1. What does that unusually high compression suggest? Maybe I added too much oil....who knows?

2. Do my numbers on the first dry run seem ok? Was the wet test needed?

3. My reason for conducting this test is because of a rough idle/ 0302 misfire on cyl 2 code (plus knock sensor of course). I've checked a few things so far as posted in prior posts (plugs, wires, dist/cap, egr valve works properly, no vacuum leaks, I sprayed around intake gasket...didnt cause the idle to smooth out., listened to the injectors and all were clicking,....what else could I do to figure out this misfire?

4. I've been researching quite a bit the last few months and checking these things...still no answers getting fustrated...but i might just drive the engine til it dies and put a new engine in....it runs fine when not idling and getting approx 27 - 29 mpg. Sound like a reasonable solution?

5. Could the leaky exhaust manifold gasket cause a rough idle/misfire on cyl 2?


Thanks for anyone who reads through this posts and anyone who may offer some help.


----------



## zakgord (Jun 11, 2007)

Just read through this, is sorta similar...at least with the high compression. Any relation maybe?

http://www.nissanforums.com/ga16de-1-6l-engine/86188-compression-test-results.html


----------



## Altima SSS (Oct 10, 2007)

zakgord said:


> *Results I posted in another forum after my compression test...*
> 
> 
> *A few questions...*
> ...



Too high of compression isn't due to the oil squirts you put in the cylinder. The oil test just helps to seal rings IF they are leaky. As the link in your post above show, it's could be lots of carbon build-up.

Doing the compression test without opening the throttle shouldn't give you lower numbers IF you cranked it over long enough to make the compression test gauge stop increasing. Opening the throttle all the way just takes less engine revolutions to get to the same max pressure result on the gauge.

It's strange that the compression would go to 220 ~ 240 psi on cyl 3 and 4 after adding a few squirts of oil. Maybe these two cylinders have much more carbon build-up than the others, and when the oil was there to seal it made the pressure higher.

A leak down test is really the best way to see the condition of the rings and valves.

Maybe do the compression test again with a helper that opens the throttle all the way and cranks the engine while you watch the gauge ... have the helper crank the engine until the gauge doesn't increase any more. I'd try this first to just verify you have accurate results for all cylinders. If you were doing this alone, did you have sight of the gauge? If so, then I guess you could redo the test with the throttle wide open.

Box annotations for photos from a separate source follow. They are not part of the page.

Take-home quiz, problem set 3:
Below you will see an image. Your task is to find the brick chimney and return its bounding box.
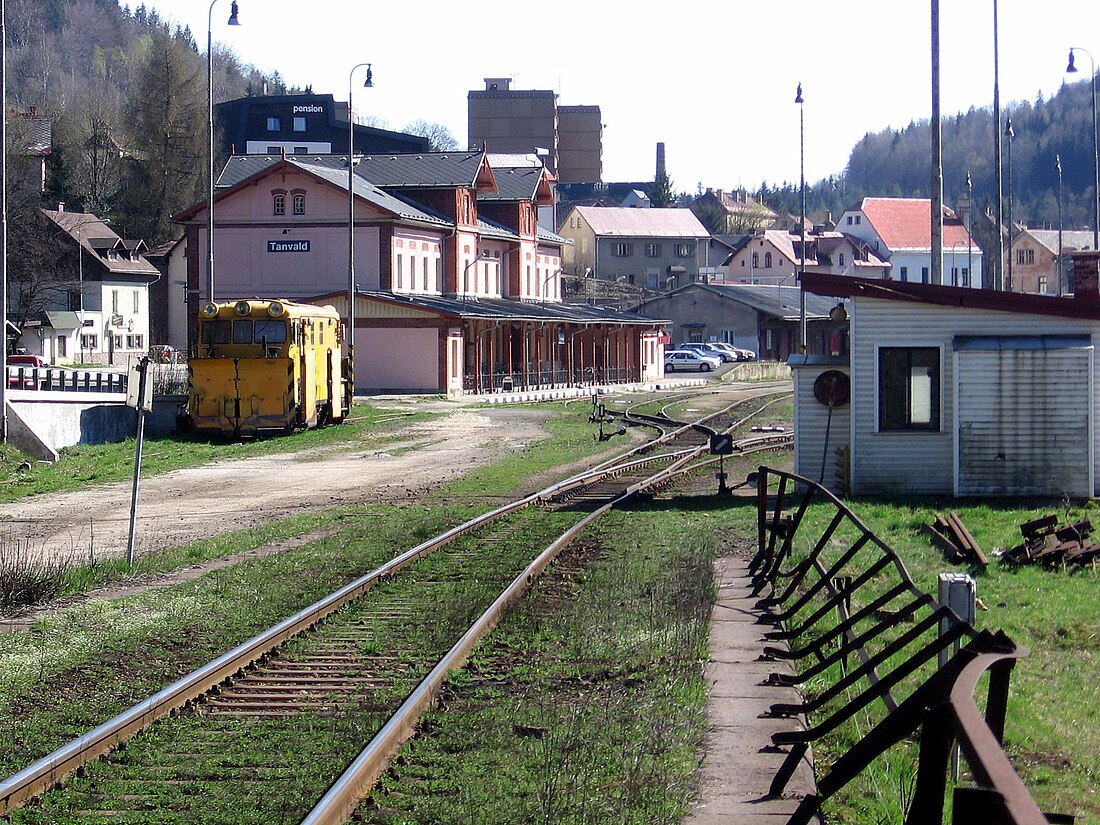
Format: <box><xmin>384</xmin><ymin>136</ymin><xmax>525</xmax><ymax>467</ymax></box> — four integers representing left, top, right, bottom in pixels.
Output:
<box><xmin>1069</xmin><ymin>250</ymin><xmax>1100</xmax><ymax>304</ymax></box>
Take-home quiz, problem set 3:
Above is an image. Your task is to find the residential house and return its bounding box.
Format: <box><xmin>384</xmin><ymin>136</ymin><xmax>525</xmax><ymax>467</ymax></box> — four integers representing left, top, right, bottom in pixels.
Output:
<box><xmin>837</xmin><ymin>198</ymin><xmax>982</xmax><ymax>288</ymax></box>
<box><xmin>215</xmin><ymin>95</ymin><xmax>428</xmax><ymax>156</ymax></box>
<box><xmin>177</xmin><ymin>152</ymin><xmax>662</xmax><ymax>395</ymax></box>
<box><xmin>34</xmin><ymin>209</ymin><xmax>160</xmax><ymax>364</ymax></box>
<box><xmin>1004</xmin><ymin>227</ymin><xmax>1093</xmax><ymax>295</ymax></box>
<box><xmin>691</xmin><ymin>188</ymin><xmax>778</xmax><ymax>234</ymax></box>
<box><xmin>719</xmin><ymin>229</ymin><xmax>890</xmax><ymax>284</ymax></box>
<box><xmin>634</xmin><ymin>283</ymin><xmax>847</xmax><ymax>361</ymax></box>
<box><xmin>558</xmin><ymin>207</ymin><xmax>712</xmax><ymax>290</ymax></box>
<box><xmin>791</xmin><ymin>251</ymin><xmax>1100</xmax><ymax>497</ymax></box>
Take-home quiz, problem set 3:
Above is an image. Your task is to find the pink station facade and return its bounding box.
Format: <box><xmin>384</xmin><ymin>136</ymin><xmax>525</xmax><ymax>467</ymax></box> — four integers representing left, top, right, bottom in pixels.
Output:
<box><xmin>171</xmin><ymin>152</ymin><xmax>663</xmax><ymax>396</ymax></box>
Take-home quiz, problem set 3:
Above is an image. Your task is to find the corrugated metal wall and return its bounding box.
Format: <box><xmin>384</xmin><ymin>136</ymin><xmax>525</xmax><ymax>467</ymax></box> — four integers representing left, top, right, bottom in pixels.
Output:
<box><xmin>956</xmin><ymin>347</ymin><xmax>1093</xmax><ymax>497</ymax></box>
<box><xmin>792</xmin><ymin>366</ymin><xmax>851</xmax><ymax>491</ymax></box>
<box><xmin>850</xmin><ymin>298</ymin><xmax>1100</xmax><ymax>495</ymax></box>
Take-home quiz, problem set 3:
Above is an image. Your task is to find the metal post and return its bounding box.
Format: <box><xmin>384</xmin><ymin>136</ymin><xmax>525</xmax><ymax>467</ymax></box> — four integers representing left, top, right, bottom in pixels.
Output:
<box><xmin>348</xmin><ymin>63</ymin><xmax>374</xmax><ymax>408</ymax></box>
<box><xmin>207</xmin><ymin>0</ymin><xmax>241</xmax><ymax>301</ymax></box>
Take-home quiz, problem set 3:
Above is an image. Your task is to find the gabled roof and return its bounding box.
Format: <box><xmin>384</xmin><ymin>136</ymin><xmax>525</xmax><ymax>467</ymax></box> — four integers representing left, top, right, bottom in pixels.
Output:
<box><xmin>802</xmin><ymin>272</ymin><xmax>1100</xmax><ymax>320</ymax></box>
<box><xmin>575</xmin><ymin>207</ymin><xmax>711</xmax><ymax>238</ymax></box>
<box><xmin>858</xmin><ymin>198</ymin><xmax>978</xmax><ymax>252</ymax></box>
<box><xmin>1016</xmin><ymin>229</ymin><xmax>1093</xmax><ymax>255</ymax></box>
<box><xmin>42</xmin><ymin>209</ymin><xmax>161</xmax><ymax>276</ymax></box>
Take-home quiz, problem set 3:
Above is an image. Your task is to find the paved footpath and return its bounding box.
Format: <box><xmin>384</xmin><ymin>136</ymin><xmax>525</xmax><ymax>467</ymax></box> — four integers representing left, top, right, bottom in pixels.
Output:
<box><xmin>683</xmin><ymin>556</ymin><xmax>814</xmax><ymax>825</ymax></box>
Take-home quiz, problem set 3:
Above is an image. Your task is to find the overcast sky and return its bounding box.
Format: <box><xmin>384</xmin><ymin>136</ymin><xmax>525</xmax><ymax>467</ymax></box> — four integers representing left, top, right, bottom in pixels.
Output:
<box><xmin>148</xmin><ymin>0</ymin><xmax>1100</xmax><ymax>191</ymax></box>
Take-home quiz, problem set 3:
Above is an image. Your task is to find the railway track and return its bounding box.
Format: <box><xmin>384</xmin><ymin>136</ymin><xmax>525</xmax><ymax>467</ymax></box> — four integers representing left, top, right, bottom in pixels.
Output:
<box><xmin>0</xmin><ymin>391</ymin><xmax>792</xmax><ymax>823</ymax></box>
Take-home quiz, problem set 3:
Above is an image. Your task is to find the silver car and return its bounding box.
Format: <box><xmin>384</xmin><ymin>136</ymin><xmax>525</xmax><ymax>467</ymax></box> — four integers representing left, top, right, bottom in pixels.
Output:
<box><xmin>664</xmin><ymin>350</ymin><xmax>722</xmax><ymax>373</ymax></box>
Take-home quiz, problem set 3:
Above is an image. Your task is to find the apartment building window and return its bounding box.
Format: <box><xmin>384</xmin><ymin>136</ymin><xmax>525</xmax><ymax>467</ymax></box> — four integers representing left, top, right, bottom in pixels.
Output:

Your dry test results aren't too far off from what the spec calls out ... 178 psi.
http://www.autozone.com/images/cds/gif/large/0900823d801b6074.gif

I'd do the test without using the oil, but do the test just after the car has been driven as that will ensure some oil on the cylinder walls to help give you a more accurate test.


----------



## zakgord (Jun 11, 2007)

Thanks for the reply. 

I did the test with my dad, so had two people. I read the gauge while he cranked the engine. I watched it rise a bit more with each stroke until it reached its peak noted psi. Would that carbon buildup affect idling or even cause my misfire? Seems like I still have some other problem as the code reads misfire on cyl 2, and the highest compressions appear on cyl 3 and 4. So, who knows? I might try running a bunch of fuel/carbon cleaner through and/or using premium gas with a bit of hard driving to try and burn it off just for the heck of it.

I did a quick spray of carb cleaner around the top of the exhaust manifold gasket...no noted smoothed idling. So, I dont think the leak there could cause this problem...although I didnt get under the car to spray the under side of the gasket.

I may just end up leaving it be and seeing how long I can go on this engine. There really isnt anything wrong with it while driving around, and if it aint broke dont fix it....right?


----------



## zakgord (Jun 11, 2007)

Also, do I have the order of cylinders right? The one closest to the belts is cylinder 1 and the one near the distributor is cyl 4, right?

I have read a few places on boards where it seems like they are saying the opposite.


----------



## Altima SSS (Oct 10, 2007)

zakgord said:


> I did a quick spray of carb cleaner around the top of the exhaust manifold gasket...no noted smoothed idling. So, I dont think the leak there could cause this problem...although I didnt get under the car to spray the under side of the gasket.


Did you mean the intake manifold gasket? Spraying around the exhaust manifold gasket won't tell you anything.



zakgord said:


> Also, do I have the order of cylinders right? The one closest to the belts is cylinder 1 and the one near the distributor is cyl 4, right?
> 
> I have read a few places on boards where it seems like they are saying the opposite.


I believe the Haynes manual shows cylinder #1 on the belt end of the engine.


----------



## zakgord (Jun 11, 2007)

No, I meant the exhaust manifold gasket because thats where I noticed the smoke leaking from... at least it appeared to be coming from the joint between the manifold and the head. I suppose nothing would change by spraying the exhaust gasket becuase there is no vacuum pressure there....I was just hoping i'd get lucky and the leak there would be the cause of my misfiring...o well.

Should I try letting some gas additive/fuel system cleaner sit overnight or a few hours in my cylinders to try and eat away any possible carbon buildup. This is what someone in my linked forum suggested for their high compression/ carbon buildup problem.


----------